Now, this wasn’t entirely unexpected. He’s got a number of years of experience and education, but he’s in an industry that has been especially hard hit by the current economic conditions. He and his wife have been anticipating this and planning for the possibility, so they will be okay. They’re some of the lucky ones.
This has been incredibly eye-opening for my roommate, however. She just finished grad school, and she has yet to find a job. Again, not entirely unexpected. But she had a safety net. Her parents were happy to help her out while she continues to job hunt. I haven’t discussed it with her, but I have a feeling that they aren’t cutting her off, even though their financial situation has changed so dramatically. I do think that she has suddenly realized that she can’t continue to take advantage of their generosity.

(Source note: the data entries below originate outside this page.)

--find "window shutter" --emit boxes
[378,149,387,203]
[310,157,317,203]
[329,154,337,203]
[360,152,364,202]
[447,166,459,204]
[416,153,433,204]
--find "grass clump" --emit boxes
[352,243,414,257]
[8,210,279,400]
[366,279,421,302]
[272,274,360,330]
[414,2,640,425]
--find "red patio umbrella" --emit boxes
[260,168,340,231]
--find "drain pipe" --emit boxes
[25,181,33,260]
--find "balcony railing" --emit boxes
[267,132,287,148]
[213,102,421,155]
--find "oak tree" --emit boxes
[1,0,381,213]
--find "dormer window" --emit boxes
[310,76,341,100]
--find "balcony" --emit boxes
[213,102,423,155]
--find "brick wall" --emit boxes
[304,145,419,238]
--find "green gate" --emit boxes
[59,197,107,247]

I have had issues with her money management for a while. I think it’s great that her parents help her out where they can so that she doesn’t have to take out so many loans, but at the same time, I have often thought that she is perhaps taking advantage of their generosity. We live in a nice apartment, but she wants to move into a new apartment that will run her about $300 more a month. (I will not be moving with her, which means that I will be roommateless again.) If she were employed, I wouldn’t say anything about this. If she wants to spend more money on rent, that’s her choice. But I don’t think this is a choice she should be considering if her parents are paying her rent.

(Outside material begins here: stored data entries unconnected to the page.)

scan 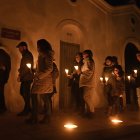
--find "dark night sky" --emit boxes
[105,0,140,8]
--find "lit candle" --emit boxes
[74,66,78,70]
[105,77,109,83]
[26,63,31,69]
[134,69,137,77]
[127,76,131,81]
[65,69,69,75]
[100,77,103,82]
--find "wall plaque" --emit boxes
[1,28,21,40]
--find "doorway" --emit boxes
[125,43,138,106]
[59,40,80,110]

I was watching an episode of 18 Kids and Counting the other night, and the mother was asked if her eldest son, who recently married, is still being financially assisted by his parents. She laughed and said no, the purse strings had been cut. And sure, her son and daughter-in-law might have to live on love every so often because there’s no extra money to go around, but it’s important to learn those lessons.
My parents haven’t helped me out financially for years. If I needed them, they would, I think, but I wouldn’t ever want to have to ask. I’ve discussed my roommate’s situation with them, and they said if I were in her position, they would help me out with rent for a few months while I job hunted, but after that, I would be on my own. However, if I wanted to move back home and live with them, I am always welcome.
It is unfortunate that it took my roommate’s father losing his job for her to finally see the light and realize how lucky she has been and realize that she really needs to step up her job search and maybe look for a retail job to help pay the bills while she looks for something in her field. I do hope that things work out for her family as quickly as possible. It’s always hard to watch those around you struggle.